Johnson said he is fine, but he will not play in the No. 24 Tigers’ next game Tuesday against Bethune-Cookman (6:30 p.m., SEC Network+) as a precaution.
“In real time, it was very scary,” Johnson said of the play at the plate in the third inning. “It was right in front of our dugout, and he got knocked out. His eyes went out immediately. He came back to consciousness really quick. We evaluated him for a concussion.”
Serna was replaced by third string catcher Edward Yamin IV as the other co-starting catcher is Arrambide, and he was at designated hitter as he has been nursing an injured shin. Serna did not return to the game
“He was coherent and talking,” Johnson said. “We got him evaluated Monday.
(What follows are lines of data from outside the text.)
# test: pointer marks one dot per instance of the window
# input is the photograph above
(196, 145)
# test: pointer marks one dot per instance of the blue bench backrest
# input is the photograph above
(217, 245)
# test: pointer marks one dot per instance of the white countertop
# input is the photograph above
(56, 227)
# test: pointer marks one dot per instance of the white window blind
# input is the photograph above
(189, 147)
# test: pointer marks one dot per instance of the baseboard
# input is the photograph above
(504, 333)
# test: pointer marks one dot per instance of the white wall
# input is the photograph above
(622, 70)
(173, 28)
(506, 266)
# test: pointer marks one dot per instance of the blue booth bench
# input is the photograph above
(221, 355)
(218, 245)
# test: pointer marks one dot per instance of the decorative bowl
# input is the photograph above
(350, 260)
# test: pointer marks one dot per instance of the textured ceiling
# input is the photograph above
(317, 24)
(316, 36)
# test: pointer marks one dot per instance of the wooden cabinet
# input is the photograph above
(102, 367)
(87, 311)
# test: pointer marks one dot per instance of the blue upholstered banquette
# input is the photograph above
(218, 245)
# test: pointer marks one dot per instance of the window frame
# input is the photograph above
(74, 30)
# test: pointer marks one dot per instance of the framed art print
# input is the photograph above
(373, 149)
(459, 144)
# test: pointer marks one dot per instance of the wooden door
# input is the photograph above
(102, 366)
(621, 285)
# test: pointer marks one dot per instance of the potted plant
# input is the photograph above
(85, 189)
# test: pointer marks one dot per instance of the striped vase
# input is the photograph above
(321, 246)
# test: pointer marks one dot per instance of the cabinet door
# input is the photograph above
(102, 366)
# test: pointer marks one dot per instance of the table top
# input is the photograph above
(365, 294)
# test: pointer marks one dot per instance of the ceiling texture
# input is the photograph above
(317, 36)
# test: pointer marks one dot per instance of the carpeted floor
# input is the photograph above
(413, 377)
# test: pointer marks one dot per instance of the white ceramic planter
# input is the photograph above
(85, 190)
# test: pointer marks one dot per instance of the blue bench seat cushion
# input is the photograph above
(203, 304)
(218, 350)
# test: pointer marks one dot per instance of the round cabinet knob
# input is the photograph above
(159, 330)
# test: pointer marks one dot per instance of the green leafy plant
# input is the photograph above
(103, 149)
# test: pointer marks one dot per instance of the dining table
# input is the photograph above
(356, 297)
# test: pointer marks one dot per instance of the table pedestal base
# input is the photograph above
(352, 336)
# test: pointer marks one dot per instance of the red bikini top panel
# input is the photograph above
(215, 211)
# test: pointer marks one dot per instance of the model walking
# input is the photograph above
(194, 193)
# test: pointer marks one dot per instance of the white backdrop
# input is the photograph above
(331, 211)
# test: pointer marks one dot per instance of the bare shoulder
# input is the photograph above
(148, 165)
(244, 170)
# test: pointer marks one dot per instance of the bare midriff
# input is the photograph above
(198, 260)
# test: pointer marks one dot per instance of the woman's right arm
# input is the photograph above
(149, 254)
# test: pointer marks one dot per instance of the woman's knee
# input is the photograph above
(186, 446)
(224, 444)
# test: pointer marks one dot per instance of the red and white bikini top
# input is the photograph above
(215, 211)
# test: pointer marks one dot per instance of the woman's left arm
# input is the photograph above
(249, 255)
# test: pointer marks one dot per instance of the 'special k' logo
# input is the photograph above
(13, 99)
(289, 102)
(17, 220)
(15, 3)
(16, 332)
We will not play him Tuesday, but I am very optimistic we’ll have him available this weekend. He’s doing good. He just texted me right now. He’s doing just fine.”
UPCOMING SCHEDULE
No. 24 LSU (22-11, 6-6 SEC) hosts Bethune-Cookman (22-10, 10-2 Southwestern Athletic Conference) at 6:30 p.m. Tuesday (SEC Network+).
The Tigers play a three-game SEC series Friday through Sunday at No. 25 Ole Miss (22-11, 5-7 SEC), which took two over the weekend at No. 21 Florida.